You don’t need to be a math wizard. But you do need curiosity — and a willingness to follow a tensor from shape to shape, from CPU to GPU, and from forward to backward.


From Tensors to Gradients: How This Book Was Born

This book didn’t begin as a textbook. It began as survival notes.

Notes on why .detach() works but .data doesn’t. On why view() fails after .permute(). On how to debug silent failures in custom loss functions. On what exactly happens during backpropagation inside PyTorch.

Eventually, those notes turned into principles. The principles became diagrams and code. And those became chapters.

If you’ve ever tried to freeze part of a pretrained model or troubleshoot why .backward() gives None, you're not alone. This book is a distillation of that confusion — turned into clarity.

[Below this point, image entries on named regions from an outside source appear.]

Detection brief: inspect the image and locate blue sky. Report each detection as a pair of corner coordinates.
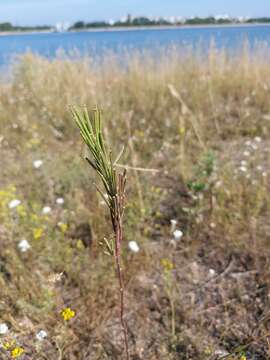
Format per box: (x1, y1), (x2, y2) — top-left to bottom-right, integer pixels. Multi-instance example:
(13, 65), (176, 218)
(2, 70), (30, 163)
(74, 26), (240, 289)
(0, 0), (270, 25)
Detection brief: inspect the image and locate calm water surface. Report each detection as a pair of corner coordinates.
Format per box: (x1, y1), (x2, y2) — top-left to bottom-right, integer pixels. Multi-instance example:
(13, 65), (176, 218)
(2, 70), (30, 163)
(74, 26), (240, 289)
(0, 25), (270, 65)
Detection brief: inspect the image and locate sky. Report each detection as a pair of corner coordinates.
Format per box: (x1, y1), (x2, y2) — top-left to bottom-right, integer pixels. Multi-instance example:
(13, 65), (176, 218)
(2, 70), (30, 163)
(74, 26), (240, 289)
(0, 0), (270, 25)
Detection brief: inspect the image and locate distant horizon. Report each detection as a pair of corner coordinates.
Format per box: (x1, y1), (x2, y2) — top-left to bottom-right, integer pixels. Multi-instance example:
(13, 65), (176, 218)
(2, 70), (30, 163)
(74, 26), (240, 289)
(0, 14), (270, 27)
(0, 0), (270, 26)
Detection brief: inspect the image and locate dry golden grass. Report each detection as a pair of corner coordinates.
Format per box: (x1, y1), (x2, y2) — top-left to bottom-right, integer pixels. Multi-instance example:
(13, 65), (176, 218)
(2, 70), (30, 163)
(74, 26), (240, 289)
(0, 47), (270, 360)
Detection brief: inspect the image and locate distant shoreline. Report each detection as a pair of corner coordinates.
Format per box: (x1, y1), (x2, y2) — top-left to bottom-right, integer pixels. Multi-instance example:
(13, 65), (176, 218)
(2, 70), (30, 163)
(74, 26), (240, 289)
(0, 23), (270, 36)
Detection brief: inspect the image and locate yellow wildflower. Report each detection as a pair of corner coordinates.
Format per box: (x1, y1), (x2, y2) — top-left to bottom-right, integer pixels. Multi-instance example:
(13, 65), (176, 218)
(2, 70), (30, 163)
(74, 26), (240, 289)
(17, 205), (27, 217)
(161, 259), (174, 271)
(3, 340), (15, 350)
(11, 347), (24, 359)
(61, 308), (75, 321)
(76, 239), (84, 250)
(33, 228), (43, 240)
(179, 126), (186, 135)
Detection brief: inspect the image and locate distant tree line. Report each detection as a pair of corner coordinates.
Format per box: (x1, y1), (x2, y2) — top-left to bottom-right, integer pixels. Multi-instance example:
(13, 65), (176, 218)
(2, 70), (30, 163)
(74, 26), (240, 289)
(0, 15), (270, 32)
(0, 22), (51, 32)
(70, 15), (270, 30)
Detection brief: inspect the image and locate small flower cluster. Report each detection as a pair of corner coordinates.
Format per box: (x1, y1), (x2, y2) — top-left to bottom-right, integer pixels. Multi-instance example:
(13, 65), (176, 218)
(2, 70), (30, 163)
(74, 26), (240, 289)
(161, 259), (174, 273)
(61, 307), (75, 321)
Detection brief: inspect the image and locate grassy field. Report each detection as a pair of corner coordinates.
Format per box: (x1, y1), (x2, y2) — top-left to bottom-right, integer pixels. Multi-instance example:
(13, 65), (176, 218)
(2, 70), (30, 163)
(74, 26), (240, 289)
(0, 47), (270, 360)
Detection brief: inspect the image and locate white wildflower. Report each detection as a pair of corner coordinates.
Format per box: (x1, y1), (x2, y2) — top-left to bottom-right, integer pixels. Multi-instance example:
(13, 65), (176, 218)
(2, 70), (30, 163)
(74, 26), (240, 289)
(8, 199), (21, 209)
(209, 269), (216, 277)
(173, 230), (184, 240)
(33, 160), (43, 169)
(128, 241), (140, 253)
(56, 198), (65, 205)
(36, 330), (48, 341)
(239, 166), (247, 172)
(251, 144), (258, 150)
(0, 323), (8, 335)
(42, 206), (52, 215)
(18, 239), (31, 252)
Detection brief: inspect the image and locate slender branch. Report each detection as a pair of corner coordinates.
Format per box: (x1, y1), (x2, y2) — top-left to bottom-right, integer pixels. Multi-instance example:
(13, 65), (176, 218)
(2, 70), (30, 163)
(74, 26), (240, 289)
(72, 108), (129, 360)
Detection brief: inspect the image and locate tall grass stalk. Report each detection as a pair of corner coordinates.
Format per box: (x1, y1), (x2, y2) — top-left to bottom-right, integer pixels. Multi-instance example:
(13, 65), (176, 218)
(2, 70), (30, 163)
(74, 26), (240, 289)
(72, 108), (129, 360)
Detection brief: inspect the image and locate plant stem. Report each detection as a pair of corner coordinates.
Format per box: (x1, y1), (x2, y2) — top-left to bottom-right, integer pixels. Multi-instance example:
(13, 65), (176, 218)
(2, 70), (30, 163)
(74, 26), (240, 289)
(115, 220), (129, 360)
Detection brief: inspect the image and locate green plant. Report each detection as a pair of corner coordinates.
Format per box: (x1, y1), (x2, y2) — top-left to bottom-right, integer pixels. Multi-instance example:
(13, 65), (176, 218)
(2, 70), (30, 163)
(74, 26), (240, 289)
(72, 108), (129, 360)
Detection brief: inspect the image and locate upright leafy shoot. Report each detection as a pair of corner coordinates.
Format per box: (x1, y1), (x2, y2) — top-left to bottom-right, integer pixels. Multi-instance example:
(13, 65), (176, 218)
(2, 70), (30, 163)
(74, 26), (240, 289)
(72, 107), (129, 360)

What You’ll Learn (and What You Won’t)

You will learn:

  • How torch.Tensor works: creation, reshaping, slicing, and memory layout
  • The difference between float32, float16, bfloat16, and when to use each
  • How autograd builds computation graphs — and how to debug them
  • How to use torch.nn.functional, torch.fft, torch.linalg, and more
  • Real-world skills: using CUDA, AMP, mixed precision, and multi-GPU training
  • How to write PyTorch code that is readable, robust, and fast

You will not find:

  • Overly abstract explanations with no runnable code
  • High-level metaphors that gloss over mechanics
  • Tutorials that "just work" without explaining why

This is a book about what PyTorch really does — and how to wield it with precision.

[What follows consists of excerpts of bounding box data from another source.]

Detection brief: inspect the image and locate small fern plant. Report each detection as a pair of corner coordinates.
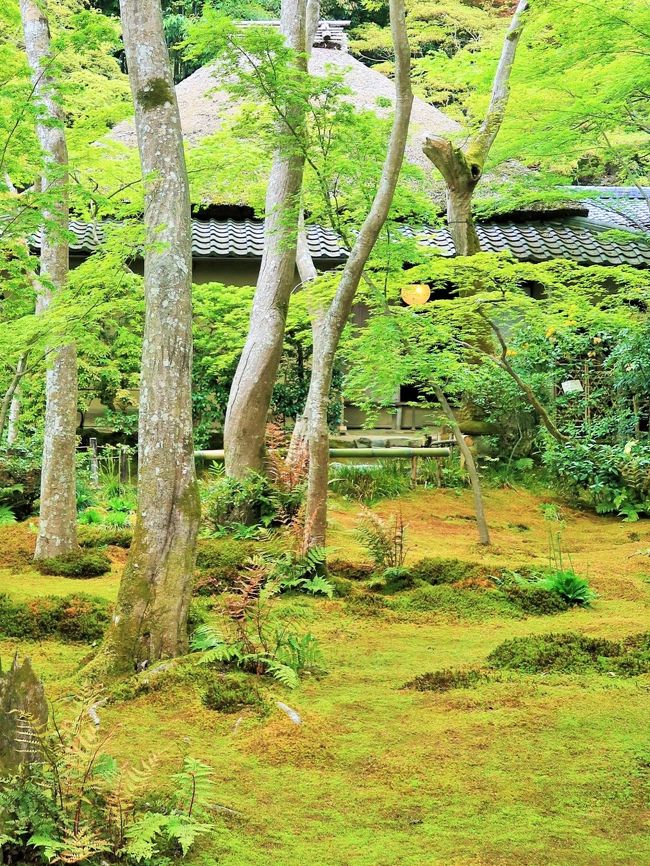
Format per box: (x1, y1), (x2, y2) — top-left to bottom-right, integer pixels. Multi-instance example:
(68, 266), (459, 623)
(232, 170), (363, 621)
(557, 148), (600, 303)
(356, 508), (406, 570)
(0, 697), (214, 866)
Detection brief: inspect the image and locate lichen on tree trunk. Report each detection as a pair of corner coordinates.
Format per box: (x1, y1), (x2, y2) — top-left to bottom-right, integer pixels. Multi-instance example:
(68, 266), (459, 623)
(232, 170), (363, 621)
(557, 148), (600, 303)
(224, 0), (318, 478)
(304, 0), (413, 549)
(20, 0), (77, 559)
(91, 0), (200, 673)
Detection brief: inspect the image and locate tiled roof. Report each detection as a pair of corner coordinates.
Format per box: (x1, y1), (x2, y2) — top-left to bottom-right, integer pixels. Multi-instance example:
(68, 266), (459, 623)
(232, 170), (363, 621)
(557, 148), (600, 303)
(50, 219), (345, 261)
(239, 19), (350, 51)
(419, 217), (650, 268)
(52, 187), (650, 268)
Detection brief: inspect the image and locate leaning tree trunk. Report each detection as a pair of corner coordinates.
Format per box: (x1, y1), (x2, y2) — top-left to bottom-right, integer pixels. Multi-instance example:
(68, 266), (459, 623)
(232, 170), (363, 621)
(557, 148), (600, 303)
(434, 387), (490, 545)
(304, 0), (413, 549)
(98, 0), (199, 673)
(422, 0), (528, 256)
(20, 0), (77, 559)
(224, 0), (318, 478)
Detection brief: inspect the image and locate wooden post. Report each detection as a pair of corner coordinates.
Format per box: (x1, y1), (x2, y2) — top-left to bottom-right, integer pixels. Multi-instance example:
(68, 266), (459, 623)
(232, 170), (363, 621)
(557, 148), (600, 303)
(90, 437), (99, 487)
(119, 450), (129, 484)
(411, 457), (418, 487)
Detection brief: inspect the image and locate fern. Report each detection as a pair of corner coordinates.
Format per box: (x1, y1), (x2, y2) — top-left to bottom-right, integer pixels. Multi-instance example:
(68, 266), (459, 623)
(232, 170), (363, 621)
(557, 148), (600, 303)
(0, 505), (16, 526)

How to Read This Book (Even if You’re Just Starting Out)

Each chapter is structured around:

  • Conceptual Insight – what this torch API does and why it matters
  • Code Walkthrough – annotated, working examples with expected outputs
  • Debugging Tips – common edge cases and how to fix them
  • Practice Prompt – real tasks to try on your own
  • Use Case Callout – where this tool fits into real AI workflows

If you're coming from TensorFlow, focus on the PyTorch equivalents. If you're new to deep learning, lean on the diagrams, visual cues, and hands-on exercises.

You don’t need to master everything at once. But by the end, you’ll be able to build, train, debug, and deploy with PyTorch — not as a user, but as an engineer who understands the framework inside and out.